Since I am not able to see any abnormal result, could you please create me your two encoding results: one with no pefetch, which does not exhibit the jump, and the heavy-multithreaded version which jumps? And I'd need an exact frame number (numbers) where you are seeing the jump, just to talk about the very same positions.

Boulder08 commented 3 years ago

Here's the clip which has jumps: https://drive.google.com/file/d/1diOvOqAA2FTxT1JOW3FtYI6i7tEHbC8Q/view?usp=sharing At least frames 116, 124, 131 and 140 are ones with the problem.

This one was run without Prefetch and has no jumps: https://drive.google.com/file/d/1oJgMy5d7IGy5OTA2EH_N0dLotDZ35sjd/view?usp=sharing

Using ffms2, no problems with Prefetch.

pinterf commented 3 years ago

Oops, yes, those are really serious jumps.
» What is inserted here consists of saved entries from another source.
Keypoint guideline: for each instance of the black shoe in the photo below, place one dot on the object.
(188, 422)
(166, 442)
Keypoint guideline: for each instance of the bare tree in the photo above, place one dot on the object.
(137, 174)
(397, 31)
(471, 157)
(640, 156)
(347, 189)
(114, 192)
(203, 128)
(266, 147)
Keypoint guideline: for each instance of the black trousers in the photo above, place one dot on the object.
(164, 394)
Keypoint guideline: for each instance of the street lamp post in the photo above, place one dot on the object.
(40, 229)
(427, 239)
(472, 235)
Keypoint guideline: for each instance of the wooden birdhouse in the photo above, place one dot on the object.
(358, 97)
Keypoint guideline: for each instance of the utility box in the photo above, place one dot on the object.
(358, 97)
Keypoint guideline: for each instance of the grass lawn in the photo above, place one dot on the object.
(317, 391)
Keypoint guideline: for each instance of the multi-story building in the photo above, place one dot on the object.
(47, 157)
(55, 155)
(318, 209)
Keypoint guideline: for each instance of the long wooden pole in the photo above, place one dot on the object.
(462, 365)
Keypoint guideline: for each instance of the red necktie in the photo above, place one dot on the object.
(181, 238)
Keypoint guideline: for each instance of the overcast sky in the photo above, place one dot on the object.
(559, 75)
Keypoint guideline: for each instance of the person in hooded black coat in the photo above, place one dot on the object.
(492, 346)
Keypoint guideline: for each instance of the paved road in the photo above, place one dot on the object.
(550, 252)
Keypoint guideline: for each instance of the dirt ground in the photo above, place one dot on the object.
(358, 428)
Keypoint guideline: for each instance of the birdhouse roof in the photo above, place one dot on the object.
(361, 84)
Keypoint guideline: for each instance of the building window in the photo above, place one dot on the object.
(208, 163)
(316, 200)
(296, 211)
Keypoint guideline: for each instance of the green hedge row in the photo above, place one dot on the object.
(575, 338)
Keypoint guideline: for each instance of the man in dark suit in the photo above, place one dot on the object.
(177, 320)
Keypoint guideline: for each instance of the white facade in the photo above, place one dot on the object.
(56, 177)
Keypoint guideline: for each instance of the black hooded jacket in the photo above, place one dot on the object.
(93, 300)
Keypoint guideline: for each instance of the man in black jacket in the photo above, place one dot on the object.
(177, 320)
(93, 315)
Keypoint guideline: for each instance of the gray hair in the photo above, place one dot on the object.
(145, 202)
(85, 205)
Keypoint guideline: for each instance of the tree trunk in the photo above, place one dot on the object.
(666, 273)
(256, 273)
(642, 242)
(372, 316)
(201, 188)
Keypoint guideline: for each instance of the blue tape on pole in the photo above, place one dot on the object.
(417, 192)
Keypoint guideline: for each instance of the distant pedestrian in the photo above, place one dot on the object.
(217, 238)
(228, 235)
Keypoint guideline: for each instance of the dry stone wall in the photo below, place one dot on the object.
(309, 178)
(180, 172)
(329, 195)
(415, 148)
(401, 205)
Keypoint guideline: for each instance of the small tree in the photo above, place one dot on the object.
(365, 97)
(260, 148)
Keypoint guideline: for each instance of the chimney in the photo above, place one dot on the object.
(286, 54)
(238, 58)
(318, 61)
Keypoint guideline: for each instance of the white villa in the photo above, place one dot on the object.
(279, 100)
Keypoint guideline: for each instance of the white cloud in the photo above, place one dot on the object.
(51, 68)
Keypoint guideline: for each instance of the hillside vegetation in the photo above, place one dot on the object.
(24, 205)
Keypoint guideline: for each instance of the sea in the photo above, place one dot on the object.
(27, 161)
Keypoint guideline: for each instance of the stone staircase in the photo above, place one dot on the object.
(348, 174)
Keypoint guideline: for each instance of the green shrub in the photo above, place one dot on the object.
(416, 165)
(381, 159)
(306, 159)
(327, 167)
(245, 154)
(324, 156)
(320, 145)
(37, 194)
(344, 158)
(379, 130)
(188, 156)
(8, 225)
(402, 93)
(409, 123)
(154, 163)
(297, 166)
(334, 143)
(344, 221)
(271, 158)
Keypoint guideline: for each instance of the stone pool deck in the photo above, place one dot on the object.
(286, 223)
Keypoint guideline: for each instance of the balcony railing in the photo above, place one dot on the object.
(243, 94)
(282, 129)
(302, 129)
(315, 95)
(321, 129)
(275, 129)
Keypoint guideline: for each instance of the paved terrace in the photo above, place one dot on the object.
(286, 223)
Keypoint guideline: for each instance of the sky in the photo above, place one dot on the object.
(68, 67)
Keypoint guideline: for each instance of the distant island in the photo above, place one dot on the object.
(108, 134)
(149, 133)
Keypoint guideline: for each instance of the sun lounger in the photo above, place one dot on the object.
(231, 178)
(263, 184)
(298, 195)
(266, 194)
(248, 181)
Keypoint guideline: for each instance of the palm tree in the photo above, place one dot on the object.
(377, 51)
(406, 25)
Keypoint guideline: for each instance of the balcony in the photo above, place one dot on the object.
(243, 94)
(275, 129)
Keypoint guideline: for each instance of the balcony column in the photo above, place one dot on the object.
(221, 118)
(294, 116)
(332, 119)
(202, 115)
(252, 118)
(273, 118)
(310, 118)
pinterf commented 3 years ago

I could not reproduce either using ffms2 or d2vsource. I'm encoding with x264. d2vsource: https://github.com/Asd-g/MPEG2DecPlus/releases/

Import("mdg.avsi")
d2vsource("who.d2v")
#DGSource("who.dgi")
MDG(limit=0.1)
Prefetch(threads=24, frames=10)
Boulder08 commented 3 years ago

Yeah, those jumps are quite bad.. I did some more testing with that script and function of mine.

MDG(limit=0.1, ls=true) will not cause jumps (the default being ls=false) Setting SetMaxCPU to "none", "mmx" or "sse" will not cause jumps even with ls=false. From "sse2" on, they start occurring.

pinterf commented 3 years ago

ls=true is using lsfmod instead of cas in mdg.avsi in sharp = ls ? clp.lsfmod(defaults="slow", strength=160) : clp.cas(sharpness=sstrength) cas has an opt parameter, you could play with it

- opt\
    Sets which cpu optimizations to use.\
    -1: Auto-detect.\
    0: Use C++ code.\
    1: Use SSE2 code.\
    2: Use AVX2 code.\
    3: Use AVX512 code.\
    Default: -1.
Boulder08 commented 3 years ago

Tried from 0-2, but they all cause jumps without the SetMaxCPU line.